Young-Hae Chang Heavy Industries have/has produced among other amazing things this story, a test of speed-reading synchronised perfectly to its musical accompaniment, which must be beautifully tiny as it plays fine over my meagre 33 kbps at home. And yes, that's Max Roach on drums. Go! (via Danelope).

big thing does a petty thing

Pop-up on the screen at the easyeverything cybercafe today:

NO SLEEPING.  Internet access tickets do not give customers the right to sleep at workstations. For the safety comfort (sic) of all customers, persons found sleeping will be asked to leave the store. Persistent offenders will have accounts locked banned (sic).

24th April 2002

Over at gawville, us little diabloggers are being quizzed on the contents of our purses. My wallet has, apart from the dull financial stuff, library cards for three London boroughs (two probably expired), passport photographs of several people I was at college with, some of whom I never see, and a ticket from the Penmaenpool Bridge Co., Pedestrian Toll, One Penny.
Here's my favourite fictional purse:

Before (Suzy) picked up her suitcase she opened her brown purse of simulated leather. In it were mirror, comb with two teeth missing, Lucky Strikes, matchbook that said "Hotel Rosaline, San Francisco", half-packet of Peppermint Life Savers, eighty-five cents in silver, no folding money, lipstick but no powder, tin box of aspirin, no keys.
If there had been a murder that night Joe Blaikey could have written all that down, but now he wasn't even aware that he knew it.

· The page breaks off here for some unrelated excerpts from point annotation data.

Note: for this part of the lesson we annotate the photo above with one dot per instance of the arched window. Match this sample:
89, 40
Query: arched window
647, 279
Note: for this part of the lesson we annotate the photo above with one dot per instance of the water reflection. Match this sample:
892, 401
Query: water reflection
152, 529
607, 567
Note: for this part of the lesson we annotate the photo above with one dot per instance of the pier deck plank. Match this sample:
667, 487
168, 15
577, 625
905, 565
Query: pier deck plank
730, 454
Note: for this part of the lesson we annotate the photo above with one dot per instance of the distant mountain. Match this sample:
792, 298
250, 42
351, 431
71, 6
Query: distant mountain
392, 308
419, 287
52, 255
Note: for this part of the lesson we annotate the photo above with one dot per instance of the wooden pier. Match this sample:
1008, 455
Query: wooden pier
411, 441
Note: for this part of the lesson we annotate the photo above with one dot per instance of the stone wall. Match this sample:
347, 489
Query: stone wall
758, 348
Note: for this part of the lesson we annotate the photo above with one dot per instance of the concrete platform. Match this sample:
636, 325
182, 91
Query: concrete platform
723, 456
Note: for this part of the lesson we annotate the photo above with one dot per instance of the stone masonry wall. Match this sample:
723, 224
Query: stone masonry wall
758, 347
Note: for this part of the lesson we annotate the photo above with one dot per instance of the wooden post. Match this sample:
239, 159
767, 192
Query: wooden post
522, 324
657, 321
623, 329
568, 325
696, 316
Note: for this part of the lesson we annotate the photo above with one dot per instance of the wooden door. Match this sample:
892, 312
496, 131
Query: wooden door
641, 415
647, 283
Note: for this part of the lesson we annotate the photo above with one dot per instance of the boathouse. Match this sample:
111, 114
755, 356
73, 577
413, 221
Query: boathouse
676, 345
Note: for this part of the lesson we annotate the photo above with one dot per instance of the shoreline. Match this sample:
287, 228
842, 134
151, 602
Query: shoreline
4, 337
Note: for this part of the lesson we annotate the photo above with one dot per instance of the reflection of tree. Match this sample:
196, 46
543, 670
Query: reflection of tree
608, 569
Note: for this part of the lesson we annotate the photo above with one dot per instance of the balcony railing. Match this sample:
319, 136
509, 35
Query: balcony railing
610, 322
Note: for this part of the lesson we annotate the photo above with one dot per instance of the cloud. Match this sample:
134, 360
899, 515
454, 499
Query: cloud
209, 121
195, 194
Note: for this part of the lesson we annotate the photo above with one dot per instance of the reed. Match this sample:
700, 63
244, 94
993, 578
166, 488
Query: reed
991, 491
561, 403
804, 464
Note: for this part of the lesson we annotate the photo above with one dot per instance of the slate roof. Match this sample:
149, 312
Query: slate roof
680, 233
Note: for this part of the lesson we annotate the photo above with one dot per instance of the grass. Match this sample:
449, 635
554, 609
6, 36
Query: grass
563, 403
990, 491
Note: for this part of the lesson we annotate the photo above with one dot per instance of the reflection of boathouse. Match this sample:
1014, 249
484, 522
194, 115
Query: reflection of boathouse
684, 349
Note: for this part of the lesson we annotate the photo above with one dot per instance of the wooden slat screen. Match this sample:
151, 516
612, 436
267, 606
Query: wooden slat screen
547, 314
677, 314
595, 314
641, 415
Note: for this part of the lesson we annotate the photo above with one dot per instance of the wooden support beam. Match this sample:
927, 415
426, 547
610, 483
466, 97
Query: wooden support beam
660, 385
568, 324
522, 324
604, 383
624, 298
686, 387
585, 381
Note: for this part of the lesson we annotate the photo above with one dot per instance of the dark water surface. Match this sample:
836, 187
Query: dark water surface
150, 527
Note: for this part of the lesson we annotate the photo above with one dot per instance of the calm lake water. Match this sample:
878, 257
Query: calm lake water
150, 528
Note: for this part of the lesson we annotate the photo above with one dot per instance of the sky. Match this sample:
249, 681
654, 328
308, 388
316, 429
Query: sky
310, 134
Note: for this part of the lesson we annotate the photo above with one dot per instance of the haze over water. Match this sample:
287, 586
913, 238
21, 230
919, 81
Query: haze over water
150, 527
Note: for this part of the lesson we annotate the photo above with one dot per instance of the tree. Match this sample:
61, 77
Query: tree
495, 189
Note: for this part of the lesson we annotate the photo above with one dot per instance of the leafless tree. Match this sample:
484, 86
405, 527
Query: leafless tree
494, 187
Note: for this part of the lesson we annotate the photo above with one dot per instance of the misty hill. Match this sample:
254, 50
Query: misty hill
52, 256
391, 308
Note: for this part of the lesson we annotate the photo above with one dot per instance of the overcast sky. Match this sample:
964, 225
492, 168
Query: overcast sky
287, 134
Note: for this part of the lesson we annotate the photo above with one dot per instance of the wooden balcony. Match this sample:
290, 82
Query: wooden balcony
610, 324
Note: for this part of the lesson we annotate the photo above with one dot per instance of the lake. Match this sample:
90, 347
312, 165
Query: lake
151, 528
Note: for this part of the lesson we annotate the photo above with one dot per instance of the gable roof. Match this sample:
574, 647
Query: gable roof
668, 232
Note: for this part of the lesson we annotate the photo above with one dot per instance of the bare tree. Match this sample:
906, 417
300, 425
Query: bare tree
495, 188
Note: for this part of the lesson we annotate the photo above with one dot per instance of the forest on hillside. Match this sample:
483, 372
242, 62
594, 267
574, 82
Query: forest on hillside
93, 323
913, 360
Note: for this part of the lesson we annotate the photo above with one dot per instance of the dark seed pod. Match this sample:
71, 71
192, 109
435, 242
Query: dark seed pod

- Steinbeck, Sweet Thursday

29th April 2002

the objective gaze

Samuel Palmer, self-portrait, 1826Stanley Spencer, self-portrait, 1913

























home

In the time when Dendid created all things,
He created the sun,
And the sun is born, and dies, and comes again.
He created the moon,
And the moon is born, and dies, and comes again;
He created man,
And man is born, and dies, and does not come again.